The NASCAR Whelen Modified Tour returned after 11 years away, competing in four straight years to end the decade, with six-time tour champion Coby sparking two wins, and Justin Bonsignore and Timmy Solomito joining him. This decade also marked the beginning of the Phil’s Propane Triple Crown Series — one of Seekonk’s most historic set of events — where divisions on Fast Friday and NASCAR Saturday compete in a three-race series during the season where they crown a separate champion, with extra laps and extra crash on the line.

Seekonk’s Wall of Fame got off the ground running in 2013, with eight inductees in the first season, and it continued through the remainder of the decade, adding 16 more over the next six years.
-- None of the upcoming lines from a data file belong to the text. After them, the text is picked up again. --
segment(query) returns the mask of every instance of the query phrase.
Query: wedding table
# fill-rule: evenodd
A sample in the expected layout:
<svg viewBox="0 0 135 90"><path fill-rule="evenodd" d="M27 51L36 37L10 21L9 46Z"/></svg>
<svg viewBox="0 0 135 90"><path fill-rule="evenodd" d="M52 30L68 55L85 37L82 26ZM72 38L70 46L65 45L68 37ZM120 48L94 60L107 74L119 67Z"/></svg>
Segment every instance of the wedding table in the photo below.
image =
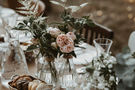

Seekonk’s Spectator Drag division went from a Thrill Show sensation to a NASCAR Saturday night reality, with select dates throughout the summer.

Possibly the biggest addition of this decade was the advanced pit area that extended out into the main parking lot, a major factor in Seekonk allowing teams to retain haulers in the pits during the night of action. Prior to this adjustment, race teams would have to unload equipment for the night and leave their haulers outside. However, before long, all of that was in the rear-view mirror, with the new pit area blueprinted and developed.